И Рудольф насмешливо и горько процедил сквозь зубы:
- Это не я – это Нерон…
- Но мы ушли от темы. Так вы, по-моему, сказали, что они оба счастливы? Поверьте мне и передайте, что я за них безмерно рад!
- Как вы сказали: «Они оба…? Я разве так сказал? – в глазах у Зайцева мелькнуло что-то странное.

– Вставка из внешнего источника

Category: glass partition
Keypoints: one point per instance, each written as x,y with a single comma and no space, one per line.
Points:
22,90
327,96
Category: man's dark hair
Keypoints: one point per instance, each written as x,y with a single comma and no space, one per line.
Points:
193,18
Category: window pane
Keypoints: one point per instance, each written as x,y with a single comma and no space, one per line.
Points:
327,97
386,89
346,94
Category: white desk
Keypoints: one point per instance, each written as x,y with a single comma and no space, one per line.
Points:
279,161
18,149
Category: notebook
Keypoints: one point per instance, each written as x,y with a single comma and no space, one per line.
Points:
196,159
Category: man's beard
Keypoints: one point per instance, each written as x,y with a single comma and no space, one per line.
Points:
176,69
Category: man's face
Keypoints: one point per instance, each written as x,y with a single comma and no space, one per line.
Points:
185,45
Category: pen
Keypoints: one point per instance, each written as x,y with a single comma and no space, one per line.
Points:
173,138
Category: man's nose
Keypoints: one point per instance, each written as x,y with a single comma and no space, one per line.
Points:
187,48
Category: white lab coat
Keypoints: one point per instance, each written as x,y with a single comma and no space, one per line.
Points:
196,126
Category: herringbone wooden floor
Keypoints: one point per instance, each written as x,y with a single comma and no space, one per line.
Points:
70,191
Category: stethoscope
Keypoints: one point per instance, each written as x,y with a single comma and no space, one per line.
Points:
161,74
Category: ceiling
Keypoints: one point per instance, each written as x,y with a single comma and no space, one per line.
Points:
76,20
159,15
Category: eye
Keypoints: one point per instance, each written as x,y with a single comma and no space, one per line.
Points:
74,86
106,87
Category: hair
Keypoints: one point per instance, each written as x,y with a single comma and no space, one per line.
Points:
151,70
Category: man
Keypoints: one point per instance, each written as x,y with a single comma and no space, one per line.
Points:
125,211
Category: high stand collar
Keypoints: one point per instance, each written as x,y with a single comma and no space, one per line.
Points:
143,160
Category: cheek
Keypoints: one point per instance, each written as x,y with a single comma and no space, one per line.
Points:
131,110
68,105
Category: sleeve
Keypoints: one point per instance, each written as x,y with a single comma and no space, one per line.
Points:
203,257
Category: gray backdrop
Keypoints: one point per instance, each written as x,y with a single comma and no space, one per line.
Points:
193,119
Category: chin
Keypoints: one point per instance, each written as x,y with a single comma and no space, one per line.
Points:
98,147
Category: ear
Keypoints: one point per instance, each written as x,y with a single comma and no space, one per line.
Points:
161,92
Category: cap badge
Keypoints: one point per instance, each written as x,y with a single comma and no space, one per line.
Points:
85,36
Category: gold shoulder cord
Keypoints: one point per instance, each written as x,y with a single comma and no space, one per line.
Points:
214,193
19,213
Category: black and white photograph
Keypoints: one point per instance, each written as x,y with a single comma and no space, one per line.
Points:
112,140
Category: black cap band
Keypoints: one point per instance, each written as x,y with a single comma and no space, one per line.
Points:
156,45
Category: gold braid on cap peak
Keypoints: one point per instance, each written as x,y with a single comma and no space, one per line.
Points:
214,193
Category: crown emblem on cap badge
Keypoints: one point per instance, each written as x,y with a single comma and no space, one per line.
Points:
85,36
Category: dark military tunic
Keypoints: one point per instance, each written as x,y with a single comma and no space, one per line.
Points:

- Да, вы сказали, что они оба счастливы.
- Нет, я сказал не «оба», а что им хорошо вдвоём.
- Какая разница! – Сегрезу начало бесить занудство Зайцева: цепляется к словам. – Что за придирки?
- Да, с самого начала они оба были безумно счастливы, как боги. Простые смертные не могут быть таким счастливыми. Потом…
- … потом они остепенились, как говорится, пылкая любовь сменилась взаимным  прочным уважением! – Сегреза желчно саркастично рассмеялся.
- Да нет же, Рудольф, нет! Вы ничего не понимаете, - стараясь скрыть волнение, Зайцев возил ладонью по бедру. – Тогда, через неделю после нашей встречи на заключительном концерте, Лёва разбился – самолёт развалился на взлёте.
Сегреза опустил ресницы и перед ним с реальной чёткостью возник Лев Мюллер, сидящий на скамье в пустой аллее, и распростёртый в позе большой распластанной, словно распятой птицы.
Из-под прикрытых век смотрели живые чёрные, исполненные одиночества, сверкающие, словно антрациты,  тоскливые глаза подростка.
Через мгновение веки опустились и затушили сияние тёмного огня.